Two recent protests in postcolonial India have questioned the potential of gendered bodies in the protest sphere to disturb gender categories and dominant sexual norms. One was the response to the brutal gang rape and murder of a twenty-three-year-old student on a moving bus in Delhi in December 2012. The specter of her brutalized body formed the backdrop against which thousands of young people poured onto the streets of major metropolises demanding justice. It marked a rare moment when violence against women was foregrounded as a political issue in a liberal democracy. The SlutWalks were an earlier movement that took place sporadically in towns and cities across India in 2011. Sexy dressing rendered the body itself the site of protest against the remarks of police in both India and Canada that suggested that women could avoid rape if they did not dress like sluts. In the course of both protests women amassed on the streets to stake a claim to the public, countering the very conception of politics as operating exclusively along the axis of the public/private distinction and vocalizing their opposition to the state’s politics of gender and sexuality. The female body became a political body and a powerful site of resistance.
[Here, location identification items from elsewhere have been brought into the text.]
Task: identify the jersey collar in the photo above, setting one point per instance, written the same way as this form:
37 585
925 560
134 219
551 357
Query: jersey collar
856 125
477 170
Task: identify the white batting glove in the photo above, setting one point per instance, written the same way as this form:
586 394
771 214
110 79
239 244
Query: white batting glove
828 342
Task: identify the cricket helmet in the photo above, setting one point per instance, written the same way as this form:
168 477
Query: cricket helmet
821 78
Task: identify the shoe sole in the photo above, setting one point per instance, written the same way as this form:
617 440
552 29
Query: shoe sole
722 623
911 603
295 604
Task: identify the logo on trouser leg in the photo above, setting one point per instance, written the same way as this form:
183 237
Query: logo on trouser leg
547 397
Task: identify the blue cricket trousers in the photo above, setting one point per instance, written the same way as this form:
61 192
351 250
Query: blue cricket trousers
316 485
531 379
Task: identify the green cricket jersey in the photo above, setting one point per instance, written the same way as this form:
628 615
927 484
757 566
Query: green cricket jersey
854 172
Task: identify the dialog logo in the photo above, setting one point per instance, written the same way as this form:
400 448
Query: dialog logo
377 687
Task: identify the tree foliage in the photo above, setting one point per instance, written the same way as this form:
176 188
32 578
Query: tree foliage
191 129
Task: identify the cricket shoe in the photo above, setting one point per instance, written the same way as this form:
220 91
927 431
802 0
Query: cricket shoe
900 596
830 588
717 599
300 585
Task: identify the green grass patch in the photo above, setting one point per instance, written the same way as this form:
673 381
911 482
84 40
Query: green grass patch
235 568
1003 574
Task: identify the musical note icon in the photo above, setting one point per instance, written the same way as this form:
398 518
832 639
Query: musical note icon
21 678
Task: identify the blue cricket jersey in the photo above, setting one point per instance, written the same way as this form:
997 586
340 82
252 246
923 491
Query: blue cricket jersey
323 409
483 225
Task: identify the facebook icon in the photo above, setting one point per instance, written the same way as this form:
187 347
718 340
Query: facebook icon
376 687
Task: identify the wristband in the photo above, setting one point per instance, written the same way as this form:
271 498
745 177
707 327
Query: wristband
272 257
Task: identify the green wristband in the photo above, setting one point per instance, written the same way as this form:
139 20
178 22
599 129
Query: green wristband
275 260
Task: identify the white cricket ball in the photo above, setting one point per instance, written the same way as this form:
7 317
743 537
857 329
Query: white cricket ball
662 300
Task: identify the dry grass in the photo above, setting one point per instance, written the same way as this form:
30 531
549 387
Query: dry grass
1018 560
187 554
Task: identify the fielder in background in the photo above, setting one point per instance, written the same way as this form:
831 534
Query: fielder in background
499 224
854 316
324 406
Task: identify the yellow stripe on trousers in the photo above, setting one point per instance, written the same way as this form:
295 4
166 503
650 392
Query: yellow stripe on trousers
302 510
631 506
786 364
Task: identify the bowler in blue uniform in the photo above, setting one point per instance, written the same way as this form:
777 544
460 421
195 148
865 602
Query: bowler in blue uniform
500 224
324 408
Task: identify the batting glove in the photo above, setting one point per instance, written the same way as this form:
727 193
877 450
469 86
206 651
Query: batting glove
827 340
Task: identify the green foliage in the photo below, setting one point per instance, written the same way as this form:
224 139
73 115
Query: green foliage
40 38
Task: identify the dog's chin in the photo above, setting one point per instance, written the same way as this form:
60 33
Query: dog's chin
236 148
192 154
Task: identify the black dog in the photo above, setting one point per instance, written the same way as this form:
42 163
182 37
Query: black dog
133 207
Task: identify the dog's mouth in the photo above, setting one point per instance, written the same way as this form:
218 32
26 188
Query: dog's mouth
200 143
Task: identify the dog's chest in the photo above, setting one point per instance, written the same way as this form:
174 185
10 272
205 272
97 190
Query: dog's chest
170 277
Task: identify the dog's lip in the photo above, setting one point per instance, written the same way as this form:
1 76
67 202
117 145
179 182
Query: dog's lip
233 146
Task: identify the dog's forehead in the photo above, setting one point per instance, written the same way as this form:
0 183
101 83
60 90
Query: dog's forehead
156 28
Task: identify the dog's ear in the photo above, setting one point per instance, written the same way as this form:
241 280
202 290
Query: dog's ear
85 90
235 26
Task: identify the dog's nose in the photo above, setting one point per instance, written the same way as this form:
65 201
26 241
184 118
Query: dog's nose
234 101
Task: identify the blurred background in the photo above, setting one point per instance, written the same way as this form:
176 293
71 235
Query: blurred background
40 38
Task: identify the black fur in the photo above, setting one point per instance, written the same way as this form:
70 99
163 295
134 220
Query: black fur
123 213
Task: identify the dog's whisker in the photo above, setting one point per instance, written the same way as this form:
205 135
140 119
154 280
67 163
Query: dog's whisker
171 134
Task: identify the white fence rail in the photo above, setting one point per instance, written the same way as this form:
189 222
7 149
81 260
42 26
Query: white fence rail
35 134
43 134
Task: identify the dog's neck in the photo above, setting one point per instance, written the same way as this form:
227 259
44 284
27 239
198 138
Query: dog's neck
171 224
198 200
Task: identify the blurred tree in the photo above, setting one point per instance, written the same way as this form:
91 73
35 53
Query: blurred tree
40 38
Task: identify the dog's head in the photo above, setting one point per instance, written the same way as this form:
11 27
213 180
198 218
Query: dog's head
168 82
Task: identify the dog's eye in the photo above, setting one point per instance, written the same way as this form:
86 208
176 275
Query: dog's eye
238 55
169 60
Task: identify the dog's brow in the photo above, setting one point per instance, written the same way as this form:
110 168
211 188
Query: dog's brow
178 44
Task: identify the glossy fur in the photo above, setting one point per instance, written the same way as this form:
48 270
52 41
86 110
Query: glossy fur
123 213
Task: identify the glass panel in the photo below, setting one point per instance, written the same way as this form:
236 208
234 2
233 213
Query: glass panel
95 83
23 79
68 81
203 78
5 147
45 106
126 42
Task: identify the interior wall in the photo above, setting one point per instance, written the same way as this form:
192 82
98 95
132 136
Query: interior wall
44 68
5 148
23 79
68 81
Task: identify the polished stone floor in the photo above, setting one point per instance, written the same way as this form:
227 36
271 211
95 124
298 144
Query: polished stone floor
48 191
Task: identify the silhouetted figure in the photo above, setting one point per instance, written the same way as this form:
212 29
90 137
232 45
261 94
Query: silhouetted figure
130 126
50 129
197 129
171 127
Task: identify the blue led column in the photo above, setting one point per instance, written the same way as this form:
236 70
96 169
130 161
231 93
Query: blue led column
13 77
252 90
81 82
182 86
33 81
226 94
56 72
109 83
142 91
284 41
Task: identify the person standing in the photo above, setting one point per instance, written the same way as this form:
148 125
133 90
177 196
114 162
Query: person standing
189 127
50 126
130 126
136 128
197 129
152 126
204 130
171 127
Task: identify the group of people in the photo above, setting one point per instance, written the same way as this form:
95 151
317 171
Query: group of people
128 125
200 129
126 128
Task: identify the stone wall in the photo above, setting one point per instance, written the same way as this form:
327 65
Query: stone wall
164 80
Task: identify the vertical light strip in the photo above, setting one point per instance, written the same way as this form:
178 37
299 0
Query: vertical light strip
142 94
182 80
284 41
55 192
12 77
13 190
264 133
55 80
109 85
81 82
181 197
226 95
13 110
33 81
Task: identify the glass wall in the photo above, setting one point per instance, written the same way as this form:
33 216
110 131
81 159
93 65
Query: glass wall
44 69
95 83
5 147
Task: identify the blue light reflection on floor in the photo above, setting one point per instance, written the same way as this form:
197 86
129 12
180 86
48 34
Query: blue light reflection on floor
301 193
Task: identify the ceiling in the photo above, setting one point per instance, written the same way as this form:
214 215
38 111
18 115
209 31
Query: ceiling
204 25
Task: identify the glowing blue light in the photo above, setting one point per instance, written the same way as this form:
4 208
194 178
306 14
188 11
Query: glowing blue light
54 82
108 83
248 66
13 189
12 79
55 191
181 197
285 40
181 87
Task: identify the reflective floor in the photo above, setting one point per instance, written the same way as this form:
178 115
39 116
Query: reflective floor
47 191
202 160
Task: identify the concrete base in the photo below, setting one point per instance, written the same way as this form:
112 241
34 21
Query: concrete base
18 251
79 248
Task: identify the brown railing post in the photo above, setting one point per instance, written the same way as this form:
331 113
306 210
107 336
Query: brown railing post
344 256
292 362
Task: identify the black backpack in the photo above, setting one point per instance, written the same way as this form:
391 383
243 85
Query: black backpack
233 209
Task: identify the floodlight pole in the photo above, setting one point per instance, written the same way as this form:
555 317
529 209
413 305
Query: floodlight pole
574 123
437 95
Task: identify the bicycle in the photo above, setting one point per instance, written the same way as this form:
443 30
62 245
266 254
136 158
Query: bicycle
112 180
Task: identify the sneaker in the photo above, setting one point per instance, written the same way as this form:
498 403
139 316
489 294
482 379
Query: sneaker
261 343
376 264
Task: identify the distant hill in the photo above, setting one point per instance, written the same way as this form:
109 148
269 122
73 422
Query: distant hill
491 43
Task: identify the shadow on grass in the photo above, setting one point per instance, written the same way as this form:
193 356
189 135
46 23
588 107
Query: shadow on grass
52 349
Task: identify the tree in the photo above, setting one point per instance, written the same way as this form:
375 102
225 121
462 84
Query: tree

But it was also subjected to harassment, derision, and violence by the state’s law-and-order apparatus and confronted by intractable normative injunctions. In both protests, sex and gender emerged as part of a regulatory practice that, as Judith Butler argues, produces and effaces the bodies it governs. The inability of the gendered body to escape from the clutches of prevalent norms by which recognition is conferred compels several challenging questions that require deeper reflection: Can gendered bodies in the protest sphere ever be an exercise moving toward freedom? And what possibilities of being are opened up through the refusal to protest within the terms set by this always already colonized and regulated space?